The noise, the fans and the excitement understandably have an effect on the players when they know their school is there for them. According to Milligan, who has noticed more school spirit than when she played in 1992, when students come out to games it helps the players get motivated.

“It gives us a little boost,” said senior Kelli Sawyer. “I like it. I hope people continue coming to our games. I like seeing people there.”

Yet, despite the rise in spirit and attendance at games, it’s undeniable that the men’s team has a larger following than the women’s. This is not an incident isolated to Rider. Other schools have also experienced this phenomenon.

“The turn out is awful for the girls, but pretty good for the boys,” said junior guard Camille Mammolite from Ramapo University. “Our boys are the NJAAC champs. [But] the only people that have school spirit are the athletes themselves.”

At the University of Maryland, school spirit is very high and there is a lottery system to get tickets for some of the more important men’s basketball games, said junior Lynsie Reavis.

“The men’s basketball team at Maryland is a big deal,” she said. “School spirit is real intense on campus and there has often been riots surrounding the basketball games. The women’s team, however, does not get as much support.”

In the case of Rutgers University, students have said that every other sport has been overshadowed by football. Often this is true for many schools, but not at the University of Maryland.

“We also have a football team on campus,” Reavis said. “There is a good turnout for those games, but not as much as basketball.”

Junior Tammy Meyers transferred to Rider from George Mason University, and she has noticed a difference in the support between such a large school and Rider’s smaller atmosphere. Although the crowds were larger at her former school, at Rider there is a more personal feel to the support, Meyers said.

“[At George Mason there] were a lot of big turnouts,” she said. “At Mason they supported, but the support doesn’t mean as much when you know everybody, and you hear the people and see the people from your classes actually here supporting you.”

The fact that Rider is a small school can actually play to the team’s advantage when in the Broncs Zoo. Since most teams are used to playing in arenas with thousands of people in the stands, the smaller, closer atmosphere can be disorienting, said Milligan.

“For them to come into our gym, where the fans are basically on top of you, is a huge advantage for us,” she said. “It’s something that we’re used to, and teams coming in can get rattled by that.”

Milligan added that the school spirit generally impressed her now that she’s returned to Rider. With the addition of the SRC and more activities on campus has come a larger following, which was needed. The last time the women’s team even had a tying record was the 1999-2000 season (14-14). The best record the team ever had was all the way back in the 1981-1982 season with 26 wins and only 7 losses under Head Coach Agnus McGlade-Berenato.

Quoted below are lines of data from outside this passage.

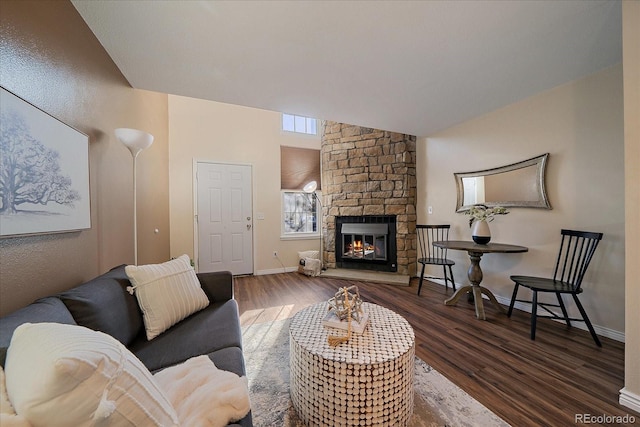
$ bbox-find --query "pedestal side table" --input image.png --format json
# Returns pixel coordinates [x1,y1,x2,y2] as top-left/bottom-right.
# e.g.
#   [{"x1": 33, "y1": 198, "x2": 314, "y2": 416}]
[
  {"x1": 433, "y1": 240, "x2": 529, "y2": 320},
  {"x1": 289, "y1": 303, "x2": 415, "y2": 427}
]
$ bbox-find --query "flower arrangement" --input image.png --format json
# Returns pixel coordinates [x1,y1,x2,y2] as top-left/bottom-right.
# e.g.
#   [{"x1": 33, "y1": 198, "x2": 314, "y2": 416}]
[{"x1": 464, "y1": 205, "x2": 509, "y2": 227}]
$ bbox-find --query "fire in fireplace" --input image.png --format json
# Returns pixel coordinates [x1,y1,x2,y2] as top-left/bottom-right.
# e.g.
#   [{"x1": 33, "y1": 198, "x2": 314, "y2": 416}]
[{"x1": 335, "y1": 215, "x2": 397, "y2": 272}]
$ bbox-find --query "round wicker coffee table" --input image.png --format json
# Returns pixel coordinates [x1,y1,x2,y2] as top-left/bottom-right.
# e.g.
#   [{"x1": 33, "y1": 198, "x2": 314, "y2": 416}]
[{"x1": 289, "y1": 303, "x2": 415, "y2": 427}]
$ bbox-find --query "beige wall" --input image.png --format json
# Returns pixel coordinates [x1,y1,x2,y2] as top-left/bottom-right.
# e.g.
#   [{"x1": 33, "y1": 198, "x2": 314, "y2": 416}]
[
  {"x1": 169, "y1": 96, "x2": 320, "y2": 274},
  {"x1": 417, "y1": 65, "x2": 625, "y2": 338},
  {"x1": 0, "y1": 1, "x2": 169, "y2": 315},
  {"x1": 621, "y1": 1, "x2": 640, "y2": 411}
]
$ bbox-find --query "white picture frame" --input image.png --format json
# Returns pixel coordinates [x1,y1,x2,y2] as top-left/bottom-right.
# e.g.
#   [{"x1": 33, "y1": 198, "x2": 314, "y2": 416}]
[{"x1": 0, "y1": 87, "x2": 91, "y2": 238}]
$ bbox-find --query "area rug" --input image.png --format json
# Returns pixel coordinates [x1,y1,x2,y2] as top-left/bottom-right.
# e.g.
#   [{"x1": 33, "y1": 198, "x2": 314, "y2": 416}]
[{"x1": 242, "y1": 319, "x2": 509, "y2": 427}]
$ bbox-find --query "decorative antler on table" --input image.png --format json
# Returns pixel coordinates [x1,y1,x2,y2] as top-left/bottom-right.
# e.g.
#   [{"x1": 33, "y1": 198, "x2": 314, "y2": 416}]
[{"x1": 327, "y1": 286, "x2": 363, "y2": 347}]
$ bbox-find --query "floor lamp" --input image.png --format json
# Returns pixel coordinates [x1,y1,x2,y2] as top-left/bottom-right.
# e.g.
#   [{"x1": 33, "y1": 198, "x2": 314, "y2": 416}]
[
  {"x1": 302, "y1": 181, "x2": 324, "y2": 270},
  {"x1": 114, "y1": 128, "x2": 153, "y2": 265}
]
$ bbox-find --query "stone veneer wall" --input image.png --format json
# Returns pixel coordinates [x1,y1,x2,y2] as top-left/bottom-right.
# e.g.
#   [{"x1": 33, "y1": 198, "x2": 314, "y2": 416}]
[{"x1": 321, "y1": 121, "x2": 417, "y2": 276}]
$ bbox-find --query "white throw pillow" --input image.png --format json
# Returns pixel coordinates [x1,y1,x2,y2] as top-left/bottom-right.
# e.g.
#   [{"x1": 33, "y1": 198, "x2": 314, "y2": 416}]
[
  {"x1": 0, "y1": 366, "x2": 31, "y2": 427},
  {"x1": 124, "y1": 255, "x2": 209, "y2": 340},
  {"x1": 153, "y1": 355, "x2": 251, "y2": 427},
  {"x1": 5, "y1": 323, "x2": 179, "y2": 427}
]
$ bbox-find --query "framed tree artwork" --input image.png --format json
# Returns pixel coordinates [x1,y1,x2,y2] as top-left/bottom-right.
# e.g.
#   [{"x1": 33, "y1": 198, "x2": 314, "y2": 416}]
[{"x1": 0, "y1": 87, "x2": 91, "y2": 237}]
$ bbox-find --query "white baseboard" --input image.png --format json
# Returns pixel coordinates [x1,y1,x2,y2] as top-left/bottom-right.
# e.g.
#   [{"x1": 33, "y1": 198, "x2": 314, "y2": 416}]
[
  {"x1": 619, "y1": 387, "x2": 640, "y2": 412},
  {"x1": 425, "y1": 276, "x2": 625, "y2": 342}
]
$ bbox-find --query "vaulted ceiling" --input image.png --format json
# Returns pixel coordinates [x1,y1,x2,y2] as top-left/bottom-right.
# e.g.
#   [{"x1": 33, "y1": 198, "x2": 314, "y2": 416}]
[{"x1": 72, "y1": 0, "x2": 622, "y2": 136}]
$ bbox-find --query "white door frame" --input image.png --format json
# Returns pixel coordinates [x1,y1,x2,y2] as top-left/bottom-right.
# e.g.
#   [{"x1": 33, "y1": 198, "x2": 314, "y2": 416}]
[{"x1": 191, "y1": 158, "x2": 256, "y2": 275}]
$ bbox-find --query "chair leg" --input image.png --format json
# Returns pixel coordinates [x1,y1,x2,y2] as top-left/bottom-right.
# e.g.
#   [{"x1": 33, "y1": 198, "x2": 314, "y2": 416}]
[
  {"x1": 531, "y1": 291, "x2": 538, "y2": 340},
  {"x1": 442, "y1": 265, "x2": 449, "y2": 290},
  {"x1": 418, "y1": 264, "x2": 426, "y2": 295},
  {"x1": 507, "y1": 283, "x2": 520, "y2": 317},
  {"x1": 571, "y1": 294, "x2": 602, "y2": 347},
  {"x1": 556, "y1": 292, "x2": 571, "y2": 327}
]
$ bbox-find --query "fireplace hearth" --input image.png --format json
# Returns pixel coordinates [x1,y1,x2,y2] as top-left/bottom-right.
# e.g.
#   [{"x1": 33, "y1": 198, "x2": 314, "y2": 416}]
[
  {"x1": 321, "y1": 121, "x2": 417, "y2": 276},
  {"x1": 335, "y1": 215, "x2": 398, "y2": 272}
]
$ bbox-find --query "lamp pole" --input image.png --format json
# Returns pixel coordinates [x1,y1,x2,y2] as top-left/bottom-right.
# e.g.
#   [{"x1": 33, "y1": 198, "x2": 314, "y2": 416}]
[{"x1": 115, "y1": 128, "x2": 153, "y2": 265}]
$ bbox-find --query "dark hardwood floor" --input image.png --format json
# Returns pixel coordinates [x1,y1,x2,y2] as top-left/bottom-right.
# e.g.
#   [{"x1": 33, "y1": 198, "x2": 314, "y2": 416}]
[{"x1": 235, "y1": 273, "x2": 640, "y2": 427}]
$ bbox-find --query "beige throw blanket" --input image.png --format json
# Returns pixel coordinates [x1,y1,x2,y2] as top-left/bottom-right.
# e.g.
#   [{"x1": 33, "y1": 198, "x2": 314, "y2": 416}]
[{"x1": 153, "y1": 356, "x2": 251, "y2": 427}]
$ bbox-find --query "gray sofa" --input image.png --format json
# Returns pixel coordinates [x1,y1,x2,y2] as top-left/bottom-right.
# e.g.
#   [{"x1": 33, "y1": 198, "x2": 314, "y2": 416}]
[{"x1": 0, "y1": 265, "x2": 253, "y2": 427}]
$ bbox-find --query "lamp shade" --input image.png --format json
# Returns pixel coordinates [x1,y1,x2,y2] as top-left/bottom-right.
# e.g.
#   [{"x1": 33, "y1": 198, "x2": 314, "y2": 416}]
[
  {"x1": 114, "y1": 128, "x2": 153, "y2": 157},
  {"x1": 302, "y1": 181, "x2": 318, "y2": 193}
]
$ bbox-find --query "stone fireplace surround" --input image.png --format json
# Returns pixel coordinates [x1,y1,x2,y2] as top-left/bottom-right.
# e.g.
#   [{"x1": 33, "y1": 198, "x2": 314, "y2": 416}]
[{"x1": 321, "y1": 121, "x2": 417, "y2": 276}]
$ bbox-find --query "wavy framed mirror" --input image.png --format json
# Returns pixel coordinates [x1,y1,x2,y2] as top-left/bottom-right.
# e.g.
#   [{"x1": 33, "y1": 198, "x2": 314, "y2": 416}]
[{"x1": 453, "y1": 153, "x2": 551, "y2": 212}]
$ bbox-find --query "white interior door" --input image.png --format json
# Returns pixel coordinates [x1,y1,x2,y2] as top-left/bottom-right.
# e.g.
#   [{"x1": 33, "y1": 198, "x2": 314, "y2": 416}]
[{"x1": 196, "y1": 162, "x2": 253, "y2": 275}]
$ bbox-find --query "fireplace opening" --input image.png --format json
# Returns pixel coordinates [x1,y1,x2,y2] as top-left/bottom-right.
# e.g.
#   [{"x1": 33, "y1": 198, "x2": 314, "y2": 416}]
[{"x1": 335, "y1": 215, "x2": 397, "y2": 272}]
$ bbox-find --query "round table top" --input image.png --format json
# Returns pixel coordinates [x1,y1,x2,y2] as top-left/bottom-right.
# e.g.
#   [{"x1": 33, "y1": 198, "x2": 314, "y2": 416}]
[
  {"x1": 289, "y1": 302, "x2": 415, "y2": 365},
  {"x1": 433, "y1": 240, "x2": 529, "y2": 254}
]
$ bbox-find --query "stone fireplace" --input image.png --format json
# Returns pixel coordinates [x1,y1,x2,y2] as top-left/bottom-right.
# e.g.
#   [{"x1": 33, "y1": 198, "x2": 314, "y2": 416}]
[
  {"x1": 321, "y1": 121, "x2": 416, "y2": 276},
  {"x1": 334, "y1": 215, "x2": 398, "y2": 272}
]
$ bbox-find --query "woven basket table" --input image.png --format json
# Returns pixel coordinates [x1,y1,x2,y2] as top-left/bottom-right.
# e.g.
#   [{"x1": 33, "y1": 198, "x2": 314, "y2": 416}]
[{"x1": 289, "y1": 303, "x2": 415, "y2": 427}]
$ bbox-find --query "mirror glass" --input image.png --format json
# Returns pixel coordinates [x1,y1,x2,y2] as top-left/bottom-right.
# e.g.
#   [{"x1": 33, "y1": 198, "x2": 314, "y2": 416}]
[{"x1": 454, "y1": 153, "x2": 551, "y2": 212}]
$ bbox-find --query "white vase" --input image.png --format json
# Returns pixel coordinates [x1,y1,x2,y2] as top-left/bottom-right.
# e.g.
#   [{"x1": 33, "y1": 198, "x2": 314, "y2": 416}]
[{"x1": 471, "y1": 220, "x2": 491, "y2": 245}]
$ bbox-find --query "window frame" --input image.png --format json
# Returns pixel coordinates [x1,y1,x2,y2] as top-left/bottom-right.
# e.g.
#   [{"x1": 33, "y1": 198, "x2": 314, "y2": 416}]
[
  {"x1": 280, "y1": 113, "x2": 319, "y2": 136},
  {"x1": 280, "y1": 190, "x2": 322, "y2": 240}
]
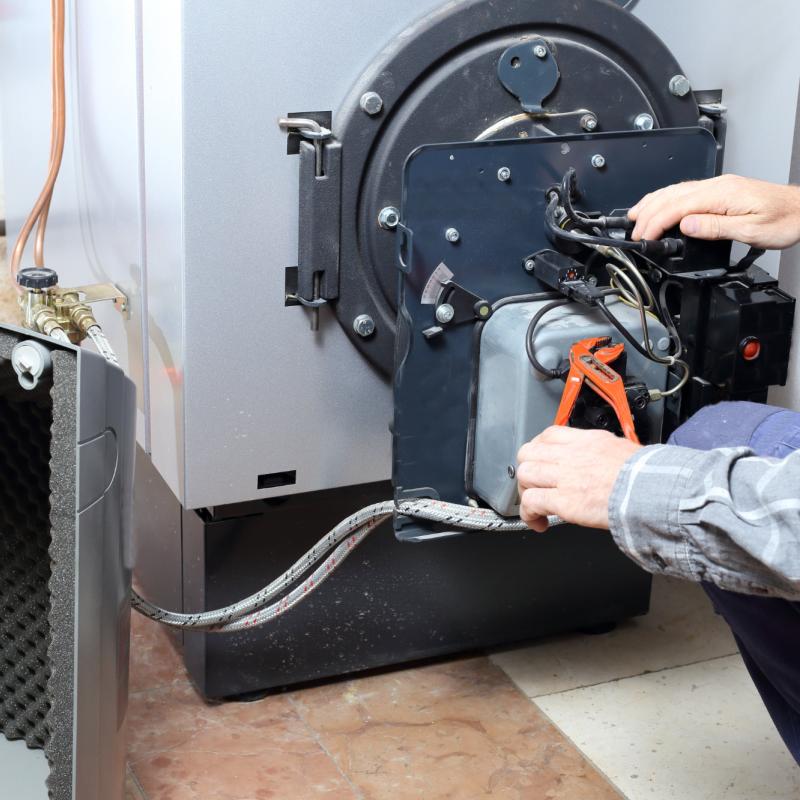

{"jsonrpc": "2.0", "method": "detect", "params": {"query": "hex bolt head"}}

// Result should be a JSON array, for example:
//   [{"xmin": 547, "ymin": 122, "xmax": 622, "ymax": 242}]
[
  {"xmin": 436, "ymin": 303, "xmax": 456, "ymax": 325},
  {"xmin": 353, "ymin": 314, "xmax": 375, "ymax": 339},
  {"xmin": 359, "ymin": 92, "xmax": 383, "ymax": 117},
  {"xmin": 378, "ymin": 206, "xmax": 400, "ymax": 231},
  {"xmin": 592, "ymin": 153, "xmax": 606, "ymax": 169},
  {"xmin": 669, "ymin": 75, "xmax": 692, "ymax": 97}
]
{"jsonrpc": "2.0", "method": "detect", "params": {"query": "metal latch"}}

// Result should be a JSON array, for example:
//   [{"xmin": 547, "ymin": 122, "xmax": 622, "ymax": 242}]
[{"xmin": 278, "ymin": 115, "xmax": 341, "ymax": 331}]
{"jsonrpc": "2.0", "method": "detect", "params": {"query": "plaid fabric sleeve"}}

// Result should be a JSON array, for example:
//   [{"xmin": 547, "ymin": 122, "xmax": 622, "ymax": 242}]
[{"xmin": 609, "ymin": 445, "xmax": 800, "ymax": 600}]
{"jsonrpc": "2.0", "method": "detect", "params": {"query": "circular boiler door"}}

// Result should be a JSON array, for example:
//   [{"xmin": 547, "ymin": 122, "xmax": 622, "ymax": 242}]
[{"xmin": 333, "ymin": 0, "xmax": 698, "ymax": 374}]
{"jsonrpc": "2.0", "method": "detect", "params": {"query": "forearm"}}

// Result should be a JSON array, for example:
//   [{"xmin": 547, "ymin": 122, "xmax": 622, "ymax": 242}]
[{"xmin": 609, "ymin": 445, "xmax": 800, "ymax": 600}]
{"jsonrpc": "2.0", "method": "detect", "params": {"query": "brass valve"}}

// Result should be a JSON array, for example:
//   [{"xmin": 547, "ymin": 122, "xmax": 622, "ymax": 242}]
[{"xmin": 17, "ymin": 267, "xmax": 128, "ymax": 344}]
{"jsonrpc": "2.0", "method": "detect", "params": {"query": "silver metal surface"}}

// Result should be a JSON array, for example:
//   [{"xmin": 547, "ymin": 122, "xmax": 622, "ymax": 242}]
[
  {"xmin": 359, "ymin": 92, "xmax": 383, "ymax": 117},
  {"xmin": 669, "ymin": 75, "xmax": 692, "ymax": 97},
  {"xmin": 378, "ymin": 206, "xmax": 400, "ymax": 231},
  {"xmin": 473, "ymin": 300, "xmax": 667, "ymax": 516},
  {"xmin": 353, "ymin": 314, "xmax": 375, "ymax": 338},
  {"xmin": 436, "ymin": 303, "xmax": 456, "ymax": 325}
]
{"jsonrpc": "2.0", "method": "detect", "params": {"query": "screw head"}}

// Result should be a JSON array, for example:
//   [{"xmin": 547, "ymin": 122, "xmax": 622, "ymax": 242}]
[
  {"xmin": 669, "ymin": 75, "xmax": 692, "ymax": 97},
  {"xmin": 359, "ymin": 92, "xmax": 383, "ymax": 117},
  {"xmin": 353, "ymin": 314, "xmax": 375, "ymax": 339},
  {"xmin": 436, "ymin": 303, "xmax": 456, "ymax": 325},
  {"xmin": 378, "ymin": 206, "xmax": 400, "ymax": 231},
  {"xmin": 592, "ymin": 153, "xmax": 606, "ymax": 169}
]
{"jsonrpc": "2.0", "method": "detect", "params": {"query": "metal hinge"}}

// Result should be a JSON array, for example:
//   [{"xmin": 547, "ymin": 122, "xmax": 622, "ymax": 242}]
[{"xmin": 278, "ymin": 115, "xmax": 342, "ymax": 331}]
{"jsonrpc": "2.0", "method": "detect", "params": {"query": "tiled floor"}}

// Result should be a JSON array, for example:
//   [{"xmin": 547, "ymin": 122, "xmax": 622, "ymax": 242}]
[
  {"xmin": 128, "ymin": 580, "xmax": 800, "ymax": 800},
  {"xmin": 130, "ymin": 608, "xmax": 620, "ymax": 800}
]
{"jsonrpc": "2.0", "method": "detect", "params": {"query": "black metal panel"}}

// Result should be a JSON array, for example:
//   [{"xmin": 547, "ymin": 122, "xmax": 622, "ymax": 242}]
[
  {"xmin": 333, "ymin": 0, "xmax": 698, "ymax": 373},
  {"xmin": 393, "ymin": 128, "xmax": 716, "ymax": 535},
  {"xmin": 173, "ymin": 483, "xmax": 650, "ymax": 697}
]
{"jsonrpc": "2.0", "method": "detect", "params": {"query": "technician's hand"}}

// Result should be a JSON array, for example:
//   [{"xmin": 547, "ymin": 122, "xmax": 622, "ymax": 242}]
[
  {"xmin": 517, "ymin": 427, "xmax": 640, "ymax": 531},
  {"xmin": 628, "ymin": 175, "xmax": 800, "ymax": 250}
]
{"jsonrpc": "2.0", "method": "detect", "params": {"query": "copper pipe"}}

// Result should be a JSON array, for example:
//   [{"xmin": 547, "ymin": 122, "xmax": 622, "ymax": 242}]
[
  {"xmin": 11, "ymin": 0, "xmax": 67, "ymax": 281},
  {"xmin": 33, "ymin": 3, "xmax": 58, "ymax": 267}
]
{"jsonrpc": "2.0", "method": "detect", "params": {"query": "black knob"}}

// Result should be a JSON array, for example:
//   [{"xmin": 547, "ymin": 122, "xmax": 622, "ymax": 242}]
[{"xmin": 17, "ymin": 267, "xmax": 58, "ymax": 289}]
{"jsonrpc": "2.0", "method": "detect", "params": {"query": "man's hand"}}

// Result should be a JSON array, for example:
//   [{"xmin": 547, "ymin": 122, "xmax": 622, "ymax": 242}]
[
  {"xmin": 628, "ymin": 175, "xmax": 800, "ymax": 250},
  {"xmin": 517, "ymin": 427, "xmax": 640, "ymax": 531}
]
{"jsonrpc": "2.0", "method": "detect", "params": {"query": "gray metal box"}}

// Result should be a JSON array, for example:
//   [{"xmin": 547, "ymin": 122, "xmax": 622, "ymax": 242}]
[{"xmin": 473, "ymin": 300, "xmax": 667, "ymax": 516}]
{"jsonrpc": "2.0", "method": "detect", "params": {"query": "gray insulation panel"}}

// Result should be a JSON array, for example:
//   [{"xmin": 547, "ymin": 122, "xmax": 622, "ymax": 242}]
[
  {"xmin": 473, "ymin": 301, "xmax": 667, "ymax": 516},
  {"xmin": 0, "ymin": 329, "xmax": 134, "ymax": 800}
]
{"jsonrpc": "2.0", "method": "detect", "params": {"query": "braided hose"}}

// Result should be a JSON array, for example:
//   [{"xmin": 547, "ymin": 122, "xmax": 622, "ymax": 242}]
[{"xmin": 131, "ymin": 500, "xmax": 561, "ymax": 633}]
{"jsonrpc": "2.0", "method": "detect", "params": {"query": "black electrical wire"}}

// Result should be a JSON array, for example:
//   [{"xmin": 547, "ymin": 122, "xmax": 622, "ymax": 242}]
[
  {"xmin": 525, "ymin": 297, "xmax": 572, "ymax": 378},
  {"xmin": 597, "ymin": 303, "xmax": 653, "ymax": 361},
  {"xmin": 544, "ymin": 180, "xmax": 683, "ymax": 255}
]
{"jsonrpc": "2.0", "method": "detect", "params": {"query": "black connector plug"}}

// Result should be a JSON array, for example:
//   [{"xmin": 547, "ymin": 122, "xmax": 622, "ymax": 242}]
[{"xmin": 526, "ymin": 250, "xmax": 603, "ymax": 306}]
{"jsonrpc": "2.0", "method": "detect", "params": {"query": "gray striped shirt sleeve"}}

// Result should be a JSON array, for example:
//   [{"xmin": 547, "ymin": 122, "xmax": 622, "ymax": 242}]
[{"xmin": 609, "ymin": 445, "xmax": 800, "ymax": 600}]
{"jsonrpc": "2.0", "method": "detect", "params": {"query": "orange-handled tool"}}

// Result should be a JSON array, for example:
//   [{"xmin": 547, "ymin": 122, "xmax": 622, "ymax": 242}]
[{"xmin": 555, "ymin": 336, "xmax": 639, "ymax": 444}]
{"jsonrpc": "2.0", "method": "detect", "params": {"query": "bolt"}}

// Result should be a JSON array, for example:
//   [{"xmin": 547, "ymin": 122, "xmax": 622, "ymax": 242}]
[
  {"xmin": 353, "ymin": 314, "xmax": 375, "ymax": 339},
  {"xmin": 359, "ymin": 92, "xmax": 383, "ymax": 117},
  {"xmin": 436, "ymin": 303, "xmax": 456, "ymax": 325},
  {"xmin": 378, "ymin": 206, "xmax": 400, "ymax": 231},
  {"xmin": 669, "ymin": 75, "xmax": 692, "ymax": 97}
]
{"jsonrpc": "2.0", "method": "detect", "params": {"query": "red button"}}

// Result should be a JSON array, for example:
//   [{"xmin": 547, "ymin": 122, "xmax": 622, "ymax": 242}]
[{"xmin": 740, "ymin": 339, "xmax": 761, "ymax": 361}]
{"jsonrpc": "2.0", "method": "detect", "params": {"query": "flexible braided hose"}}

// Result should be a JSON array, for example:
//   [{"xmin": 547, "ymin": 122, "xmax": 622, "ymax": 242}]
[{"xmin": 132, "ymin": 500, "xmax": 560, "ymax": 633}]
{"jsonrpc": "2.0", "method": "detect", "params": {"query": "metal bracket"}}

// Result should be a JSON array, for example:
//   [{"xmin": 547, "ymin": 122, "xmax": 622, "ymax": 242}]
[
  {"xmin": 422, "ymin": 280, "xmax": 492, "ymax": 339},
  {"xmin": 278, "ymin": 116, "xmax": 342, "ymax": 331},
  {"xmin": 497, "ymin": 38, "xmax": 561, "ymax": 114}
]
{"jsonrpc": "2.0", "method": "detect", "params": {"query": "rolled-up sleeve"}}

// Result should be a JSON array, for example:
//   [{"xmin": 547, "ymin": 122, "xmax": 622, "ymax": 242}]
[{"xmin": 609, "ymin": 445, "xmax": 800, "ymax": 600}]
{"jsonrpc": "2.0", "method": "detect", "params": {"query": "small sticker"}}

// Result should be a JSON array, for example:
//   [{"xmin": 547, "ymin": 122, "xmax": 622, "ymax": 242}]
[{"xmin": 420, "ymin": 261, "xmax": 453, "ymax": 306}]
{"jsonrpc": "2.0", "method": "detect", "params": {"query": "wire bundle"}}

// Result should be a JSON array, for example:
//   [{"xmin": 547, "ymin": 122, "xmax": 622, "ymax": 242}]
[
  {"xmin": 132, "ymin": 500, "xmax": 561, "ymax": 633},
  {"xmin": 525, "ymin": 168, "xmax": 690, "ymax": 400}
]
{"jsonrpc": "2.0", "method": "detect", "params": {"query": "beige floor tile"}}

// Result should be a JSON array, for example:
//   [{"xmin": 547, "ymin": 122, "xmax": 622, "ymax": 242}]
[
  {"xmin": 492, "ymin": 578, "xmax": 737, "ymax": 697},
  {"xmin": 290, "ymin": 658, "xmax": 619, "ymax": 800},
  {"xmin": 535, "ymin": 655, "xmax": 800, "ymax": 800}
]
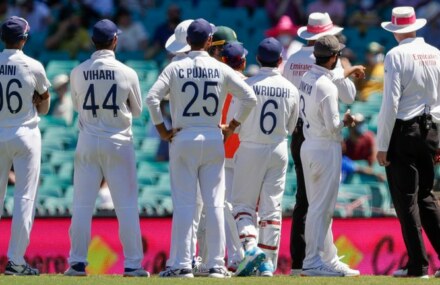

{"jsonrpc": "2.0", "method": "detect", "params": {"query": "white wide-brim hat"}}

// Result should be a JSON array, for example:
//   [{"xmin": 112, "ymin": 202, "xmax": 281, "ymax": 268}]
[
  {"xmin": 380, "ymin": 6, "xmax": 426, "ymax": 34},
  {"xmin": 165, "ymin": 20, "xmax": 194, "ymax": 54},
  {"xmin": 297, "ymin": 13, "xmax": 344, "ymax": 41}
]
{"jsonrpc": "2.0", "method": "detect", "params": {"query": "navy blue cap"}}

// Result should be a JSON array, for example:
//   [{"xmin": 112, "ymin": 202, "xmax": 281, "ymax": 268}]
[
  {"xmin": 92, "ymin": 19, "xmax": 121, "ymax": 43},
  {"xmin": 257, "ymin": 37, "xmax": 283, "ymax": 63},
  {"xmin": 222, "ymin": 42, "xmax": 248, "ymax": 68},
  {"xmin": 1, "ymin": 16, "xmax": 31, "ymax": 42},
  {"xmin": 187, "ymin": 18, "xmax": 216, "ymax": 43}
]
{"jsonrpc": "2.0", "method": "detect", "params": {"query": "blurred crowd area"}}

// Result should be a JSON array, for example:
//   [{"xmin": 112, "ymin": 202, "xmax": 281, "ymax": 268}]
[
  {"xmin": 0, "ymin": 0, "xmax": 440, "ymax": 217},
  {"xmin": 0, "ymin": 0, "xmax": 440, "ymax": 66}
]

Not even the men’s team has had such a successful season in its history, with the best season record reaching 21 wins and 9 losses in the 1993-1994 season under Head Coach Kevin Bannon.

“The die hard fans have been around since I played and their support is hugely appreciated and we know they’re going to keep coming back,” Milligan said. “We’d like to hit another area of fans within the community, within campus.”

It’s obvious that the more a team wins, the better the support will be. However, the reverse is true as well: The better the support, the more a team is likely to win. All the players agreed that knowing fans are in the stands helps them play.

“We need them for every game,” Johnson said. “They don’t call them the 6th man for nothing.”